Sunday, April 12, 2009

The Radetzky March by Joseph Roth

Few people are fortunate enough to have a friend who loves reading at the same level. Fewer still have a friend who can be trusted enough to recommend books that “must be read.” I am fortunate enough to have several such friends. My first encounter with Joseph Roth is the result of such a friendship. To say I loved this novel amounts to the greatest understatement I could make about this sprawling epic of the last decades of the Austro-Hungarian Empire before the outbreak of “the Great War” in 1914.

Roth has reminded me that my heart lies firmly in the 19th century – the Brontës, Austen, Stendahl, Gaskell, Flaubert, and Thackeray, among others, all drove me to graduate school, and I still revel in the lush land of romantic and realistic literature of that period.

This novel of three generations, who revered and served Emperor Franz Joseph, encompasses not only the politics of the era but the relationships among fathers, sons, and even the memory of a deceased grandfather. The prose sparkles, and I am hard pressed to recall more than a few novels with prose so consistently beautiful, lyrical, and engrossing.
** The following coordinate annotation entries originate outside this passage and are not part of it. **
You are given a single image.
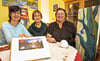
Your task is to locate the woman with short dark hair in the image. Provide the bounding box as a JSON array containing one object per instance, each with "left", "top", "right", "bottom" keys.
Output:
[
  {"left": 0, "top": 6, "right": 31, "bottom": 46},
  {"left": 47, "top": 8, "right": 76, "bottom": 47},
  {"left": 28, "top": 10, "right": 47, "bottom": 36}
]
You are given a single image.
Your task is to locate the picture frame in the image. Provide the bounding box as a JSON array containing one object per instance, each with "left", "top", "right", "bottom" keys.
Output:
[{"left": 53, "top": 3, "right": 59, "bottom": 13}]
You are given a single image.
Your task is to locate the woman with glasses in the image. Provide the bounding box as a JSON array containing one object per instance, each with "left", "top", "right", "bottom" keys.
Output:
[
  {"left": 0, "top": 6, "right": 31, "bottom": 47},
  {"left": 47, "top": 8, "right": 76, "bottom": 47},
  {"left": 28, "top": 10, "right": 47, "bottom": 36}
]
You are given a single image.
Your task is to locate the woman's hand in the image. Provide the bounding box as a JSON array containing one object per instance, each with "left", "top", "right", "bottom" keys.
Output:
[{"left": 19, "top": 33, "right": 29, "bottom": 38}]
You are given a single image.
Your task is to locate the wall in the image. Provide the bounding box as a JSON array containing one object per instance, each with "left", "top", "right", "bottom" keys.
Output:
[
  {"left": 41, "top": 0, "right": 49, "bottom": 23},
  {"left": 0, "top": 0, "right": 41, "bottom": 27},
  {"left": 49, "top": 0, "right": 65, "bottom": 22}
]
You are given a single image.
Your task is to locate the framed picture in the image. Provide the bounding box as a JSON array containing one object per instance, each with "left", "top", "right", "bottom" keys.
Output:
[{"left": 53, "top": 3, "right": 59, "bottom": 13}]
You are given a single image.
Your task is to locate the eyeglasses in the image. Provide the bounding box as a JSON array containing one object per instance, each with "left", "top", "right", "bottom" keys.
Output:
[
  {"left": 12, "top": 12, "right": 21, "bottom": 15},
  {"left": 34, "top": 15, "right": 41, "bottom": 17}
]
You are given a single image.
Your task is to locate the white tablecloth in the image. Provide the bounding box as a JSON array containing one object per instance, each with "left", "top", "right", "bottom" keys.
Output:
[{"left": 0, "top": 43, "right": 77, "bottom": 61}]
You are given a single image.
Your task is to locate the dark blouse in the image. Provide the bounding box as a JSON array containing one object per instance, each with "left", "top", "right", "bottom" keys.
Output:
[
  {"left": 47, "top": 21, "right": 76, "bottom": 47},
  {"left": 28, "top": 22, "right": 47, "bottom": 36}
]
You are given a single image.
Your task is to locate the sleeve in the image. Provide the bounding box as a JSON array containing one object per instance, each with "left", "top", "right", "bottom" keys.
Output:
[
  {"left": 1, "top": 24, "right": 12, "bottom": 44},
  {"left": 21, "top": 24, "right": 31, "bottom": 36},
  {"left": 47, "top": 24, "right": 53, "bottom": 35},
  {"left": 44, "top": 24, "right": 47, "bottom": 35}
]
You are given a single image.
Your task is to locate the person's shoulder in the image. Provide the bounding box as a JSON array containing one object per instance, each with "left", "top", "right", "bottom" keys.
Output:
[
  {"left": 50, "top": 22, "right": 56, "bottom": 25},
  {"left": 65, "top": 21, "right": 74, "bottom": 25},
  {"left": 18, "top": 23, "right": 24, "bottom": 27},
  {"left": 2, "top": 22, "right": 9, "bottom": 26}
]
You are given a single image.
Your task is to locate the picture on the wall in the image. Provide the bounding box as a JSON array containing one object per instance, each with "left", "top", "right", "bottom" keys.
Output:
[
  {"left": 21, "top": 8, "right": 29, "bottom": 26},
  {"left": 2, "top": 0, "right": 38, "bottom": 9},
  {"left": 76, "top": 6, "right": 100, "bottom": 61},
  {"left": 27, "top": 0, "right": 38, "bottom": 9},
  {"left": 53, "top": 3, "right": 59, "bottom": 13}
]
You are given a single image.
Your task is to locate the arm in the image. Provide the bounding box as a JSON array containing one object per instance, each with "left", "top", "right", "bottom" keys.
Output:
[
  {"left": 46, "top": 24, "right": 56, "bottom": 43},
  {"left": 1, "top": 24, "right": 12, "bottom": 44}
]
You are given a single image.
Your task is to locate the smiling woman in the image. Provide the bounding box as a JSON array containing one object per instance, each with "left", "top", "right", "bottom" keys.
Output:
[
  {"left": 28, "top": 10, "right": 47, "bottom": 36},
  {"left": 47, "top": 8, "right": 76, "bottom": 47},
  {"left": 0, "top": 6, "right": 31, "bottom": 47}
]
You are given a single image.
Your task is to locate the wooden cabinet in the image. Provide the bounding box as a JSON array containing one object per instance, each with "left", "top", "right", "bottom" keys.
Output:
[
  {"left": 63, "top": 0, "right": 100, "bottom": 26},
  {"left": 63, "top": 0, "right": 100, "bottom": 49}
]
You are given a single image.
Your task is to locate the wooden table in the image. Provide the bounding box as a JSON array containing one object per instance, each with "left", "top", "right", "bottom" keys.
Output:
[{"left": 0, "top": 43, "right": 82, "bottom": 61}]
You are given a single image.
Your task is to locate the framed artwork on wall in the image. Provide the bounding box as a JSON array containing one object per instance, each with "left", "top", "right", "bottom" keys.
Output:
[
  {"left": 53, "top": 3, "right": 59, "bottom": 13},
  {"left": 2, "top": 0, "right": 38, "bottom": 9}
]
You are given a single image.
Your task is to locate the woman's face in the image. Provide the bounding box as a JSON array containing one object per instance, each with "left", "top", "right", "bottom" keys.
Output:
[
  {"left": 34, "top": 12, "right": 41, "bottom": 22},
  {"left": 56, "top": 10, "right": 65, "bottom": 22},
  {"left": 10, "top": 10, "right": 21, "bottom": 22}
]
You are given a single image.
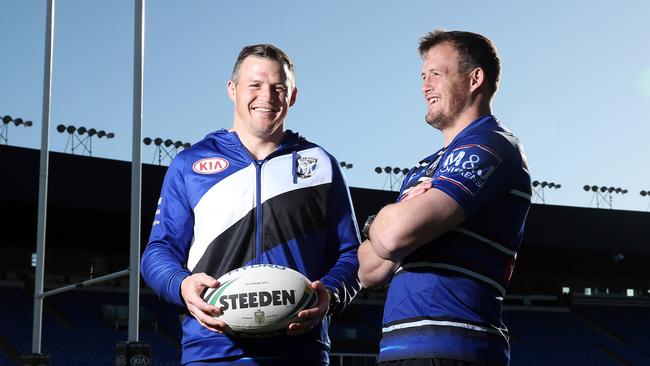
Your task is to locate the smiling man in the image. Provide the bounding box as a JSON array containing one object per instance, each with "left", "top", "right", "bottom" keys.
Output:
[
  {"left": 359, "top": 30, "right": 531, "bottom": 366},
  {"left": 142, "top": 44, "right": 360, "bottom": 366}
]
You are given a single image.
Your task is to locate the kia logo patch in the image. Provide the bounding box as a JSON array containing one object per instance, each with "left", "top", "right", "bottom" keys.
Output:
[{"left": 192, "top": 158, "right": 230, "bottom": 174}]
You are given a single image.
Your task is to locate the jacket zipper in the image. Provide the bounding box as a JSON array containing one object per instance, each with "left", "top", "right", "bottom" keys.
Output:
[{"left": 253, "top": 160, "right": 264, "bottom": 264}]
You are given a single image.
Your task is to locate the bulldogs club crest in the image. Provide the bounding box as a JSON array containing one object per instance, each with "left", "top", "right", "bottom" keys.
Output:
[
  {"left": 255, "top": 310, "right": 266, "bottom": 324},
  {"left": 296, "top": 156, "right": 318, "bottom": 179}
]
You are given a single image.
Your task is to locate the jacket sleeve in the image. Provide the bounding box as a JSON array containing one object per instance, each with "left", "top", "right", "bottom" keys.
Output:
[
  {"left": 321, "top": 158, "right": 361, "bottom": 315},
  {"left": 141, "top": 154, "right": 194, "bottom": 307}
]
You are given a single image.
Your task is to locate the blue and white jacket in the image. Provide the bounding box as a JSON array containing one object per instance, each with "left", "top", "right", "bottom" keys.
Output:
[
  {"left": 142, "top": 130, "right": 360, "bottom": 363},
  {"left": 379, "top": 115, "right": 532, "bottom": 365}
]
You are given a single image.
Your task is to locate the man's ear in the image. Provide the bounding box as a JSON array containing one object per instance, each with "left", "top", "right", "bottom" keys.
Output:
[
  {"left": 469, "top": 67, "right": 485, "bottom": 92},
  {"left": 289, "top": 87, "right": 298, "bottom": 107},
  {"left": 226, "top": 80, "right": 237, "bottom": 102}
]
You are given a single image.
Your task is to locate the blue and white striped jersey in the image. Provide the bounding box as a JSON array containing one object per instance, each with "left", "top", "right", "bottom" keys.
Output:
[
  {"left": 379, "top": 115, "right": 531, "bottom": 365},
  {"left": 142, "top": 130, "right": 360, "bottom": 363}
]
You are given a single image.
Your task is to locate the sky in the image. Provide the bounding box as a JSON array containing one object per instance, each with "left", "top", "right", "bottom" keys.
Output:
[{"left": 0, "top": 0, "right": 650, "bottom": 211}]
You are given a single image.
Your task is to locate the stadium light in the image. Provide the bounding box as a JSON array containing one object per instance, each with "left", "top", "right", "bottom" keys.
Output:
[
  {"left": 0, "top": 115, "right": 32, "bottom": 145},
  {"left": 142, "top": 137, "right": 192, "bottom": 165},
  {"left": 533, "top": 180, "right": 562, "bottom": 204},
  {"left": 582, "top": 184, "right": 627, "bottom": 209},
  {"left": 339, "top": 161, "right": 353, "bottom": 169},
  {"left": 375, "top": 165, "right": 409, "bottom": 191},
  {"left": 56, "top": 124, "right": 115, "bottom": 156},
  {"left": 639, "top": 190, "right": 650, "bottom": 211}
]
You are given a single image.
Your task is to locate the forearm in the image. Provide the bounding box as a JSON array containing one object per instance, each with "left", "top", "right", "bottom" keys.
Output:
[
  {"left": 141, "top": 244, "right": 190, "bottom": 307},
  {"left": 369, "top": 189, "right": 465, "bottom": 262},
  {"left": 359, "top": 240, "right": 399, "bottom": 288}
]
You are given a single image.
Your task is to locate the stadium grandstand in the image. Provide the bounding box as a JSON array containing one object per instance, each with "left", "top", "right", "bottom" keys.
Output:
[{"left": 0, "top": 145, "right": 650, "bottom": 366}]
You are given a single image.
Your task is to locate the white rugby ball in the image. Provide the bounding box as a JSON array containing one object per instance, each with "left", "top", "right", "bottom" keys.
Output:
[{"left": 203, "top": 264, "right": 318, "bottom": 334}]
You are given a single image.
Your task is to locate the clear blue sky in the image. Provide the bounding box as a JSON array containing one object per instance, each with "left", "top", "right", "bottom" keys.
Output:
[{"left": 0, "top": 0, "right": 650, "bottom": 211}]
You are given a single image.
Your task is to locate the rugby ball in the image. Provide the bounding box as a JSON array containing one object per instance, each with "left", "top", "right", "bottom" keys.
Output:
[{"left": 203, "top": 264, "right": 318, "bottom": 335}]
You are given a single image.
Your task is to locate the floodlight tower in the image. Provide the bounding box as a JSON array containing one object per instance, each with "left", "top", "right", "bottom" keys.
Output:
[
  {"left": 0, "top": 116, "right": 32, "bottom": 145},
  {"left": 142, "top": 137, "right": 191, "bottom": 165},
  {"left": 582, "top": 184, "right": 627, "bottom": 210},
  {"left": 56, "top": 125, "right": 115, "bottom": 156},
  {"left": 533, "top": 180, "right": 562, "bottom": 204},
  {"left": 375, "top": 166, "right": 409, "bottom": 191}
]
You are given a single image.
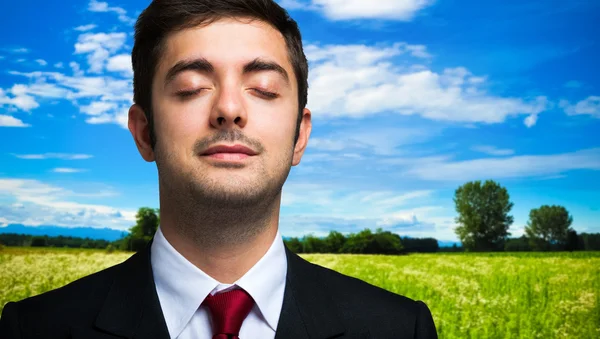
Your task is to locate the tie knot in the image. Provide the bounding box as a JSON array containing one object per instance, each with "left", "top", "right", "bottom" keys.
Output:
[{"left": 202, "top": 289, "right": 254, "bottom": 338}]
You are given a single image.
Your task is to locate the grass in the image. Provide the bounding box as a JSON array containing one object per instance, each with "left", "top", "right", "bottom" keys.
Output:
[{"left": 0, "top": 248, "right": 600, "bottom": 338}]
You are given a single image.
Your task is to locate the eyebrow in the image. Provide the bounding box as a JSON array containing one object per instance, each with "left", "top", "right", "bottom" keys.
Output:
[{"left": 165, "top": 58, "right": 290, "bottom": 85}]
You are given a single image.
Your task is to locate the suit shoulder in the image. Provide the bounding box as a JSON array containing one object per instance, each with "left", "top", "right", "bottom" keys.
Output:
[
  {"left": 311, "top": 263, "right": 427, "bottom": 318},
  {"left": 304, "top": 263, "right": 437, "bottom": 339}
]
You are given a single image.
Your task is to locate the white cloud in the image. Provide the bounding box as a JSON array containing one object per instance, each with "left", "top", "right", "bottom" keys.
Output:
[
  {"left": 559, "top": 95, "right": 600, "bottom": 118},
  {"left": 13, "top": 153, "right": 94, "bottom": 160},
  {"left": 106, "top": 54, "right": 133, "bottom": 76},
  {"left": 8, "top": 47, "right": 29, "bottom": 54},
  {"left": 280, "top": 182, "right": 456, "bottom": 240},
  {"left": 0, "top": 85, "right": 40, "bottom": 112},
  {"left": 400, "top": 148, "right": 600, "bottom": 181},
  {"left": 309, "top": 127, "right": 437, "bottom": 155},
  {"left": 471, "top": 145, "right": 515, "bottom": 156},
  {"left": 8, "top": 51, "right": 133, "bottom": 128},
  {"left": 0, "top": 178, "right": 136, "bottom": 230},
  {"left": 523, "top": 113, "right": 537, "bottom": 128},
  {"left": 75, "top": 32, "right": 126, "bottom": 73},
  {"left": 0, "top": 114, "right": 31, "bottom": 127},
  {"left": 306, "top": 43, "right": 549, "bottom": 123},
  {"left": 52, "top": 167, "right": 87, "bottom": 173},
  {"left": 279, "top": 0, "right": 434, "bottom": 21},
  {"left": 88, "top": 0, "right": 135, "bottom": 24},
  {"left": 74, "top": 24, "right": 98, "bottom": 32},
  {"left": 79, "top": 101, "right": 118, "bottom": 115}
]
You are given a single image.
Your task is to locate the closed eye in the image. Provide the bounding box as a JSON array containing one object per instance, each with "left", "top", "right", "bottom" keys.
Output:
[
  {"left": 175, "top": 88, "right": 203, "bottom": 99},
  {"left": 254, "top": 88, "right": 279, "bottom": 99}
]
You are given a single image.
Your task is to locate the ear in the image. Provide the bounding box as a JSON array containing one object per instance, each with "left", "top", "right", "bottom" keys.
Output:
[
  {"left": 292, "top": 108, "right": 312, "bottom": 166},
  {"left": 127, "top": 104, "right": 154, "bottom": 162}
]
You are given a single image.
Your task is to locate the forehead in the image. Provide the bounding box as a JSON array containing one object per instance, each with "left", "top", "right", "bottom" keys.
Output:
[{"left": 157, "top": 18, "right": 294, "bottom": 82}]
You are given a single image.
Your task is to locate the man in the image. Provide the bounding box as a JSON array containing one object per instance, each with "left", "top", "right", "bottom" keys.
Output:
[{"left": 0, "top": 0, "right": 437, "bottom": 339}]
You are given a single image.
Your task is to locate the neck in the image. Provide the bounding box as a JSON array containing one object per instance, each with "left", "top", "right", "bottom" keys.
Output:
[{"left": 160, "top": 192, "right": 281, "bottom": 284}]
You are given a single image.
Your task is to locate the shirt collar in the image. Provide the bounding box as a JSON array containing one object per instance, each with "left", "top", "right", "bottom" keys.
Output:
[{"left": 150, "top": 226, "right": 287, "bottom": 338}]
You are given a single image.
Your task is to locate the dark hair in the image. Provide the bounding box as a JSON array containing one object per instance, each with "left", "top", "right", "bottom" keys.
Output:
[{"left": 131, "top": 0, "right": 308, "bottom": 148}]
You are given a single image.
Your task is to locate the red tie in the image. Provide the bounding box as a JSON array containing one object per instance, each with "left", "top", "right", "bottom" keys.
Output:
[{"left": 202, "top": 289, "right": 254, "bottom": 339}]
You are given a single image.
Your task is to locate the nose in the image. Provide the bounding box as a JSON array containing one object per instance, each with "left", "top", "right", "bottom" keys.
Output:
[{"left": 210, "top": 84, "right": 248, "bottom": 129}]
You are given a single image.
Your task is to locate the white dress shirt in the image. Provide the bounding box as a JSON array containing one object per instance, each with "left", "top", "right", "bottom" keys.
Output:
[{"left": 150, "top": 227, "right": 287, "bottom": 339}]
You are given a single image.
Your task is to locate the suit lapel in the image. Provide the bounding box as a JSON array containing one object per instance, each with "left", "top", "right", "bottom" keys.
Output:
[
  {"left": 78, "top": 241, "right": 352, "bottom": 339},
  {"left": 275, "top": 246, "right": 345, "bottom": 339},
  {"left": 95, "top": 241, "right": 169, "bottom": 339}
]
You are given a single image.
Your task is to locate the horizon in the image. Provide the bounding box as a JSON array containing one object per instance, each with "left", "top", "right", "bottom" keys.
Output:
[{"left": 0, "top": 0, "right": 600, "bottom": 242}]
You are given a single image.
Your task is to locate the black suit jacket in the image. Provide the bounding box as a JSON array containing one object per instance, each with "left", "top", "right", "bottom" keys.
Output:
[{"left": 0, "top": 242, "right": 437, "bottom": 339}]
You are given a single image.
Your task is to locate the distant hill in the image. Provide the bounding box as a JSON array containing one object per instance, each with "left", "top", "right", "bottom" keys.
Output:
[{"left": 0, "top": 224, "right": 128, "bottom": 241}]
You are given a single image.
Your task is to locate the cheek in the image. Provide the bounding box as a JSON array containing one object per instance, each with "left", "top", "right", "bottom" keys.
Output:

Normally, I provide a quote or two, but I could pull a paragraph at random from any page and give the slightest glimmer of the power of Roth’s artistry. The story he weaves holds the reader’s attention from page one through to 331. Even the introductory essay by Nadine Gordimer gushes with praise and allows the reader a glimpse or two into the magical, romantic, and psychological depth of these characters.

At times, I felt as if I were watching a film. The detail of the dress, the food, the carriages, and the houses had such precision and completeness of detail my mind had no trouble calling up clear images as backdrops for the story.

Roth wrote a sequel, The Emperor’s Tomb, and I already have it on my Amazon wish list. 10 stars for one of the finest novels I have ever read.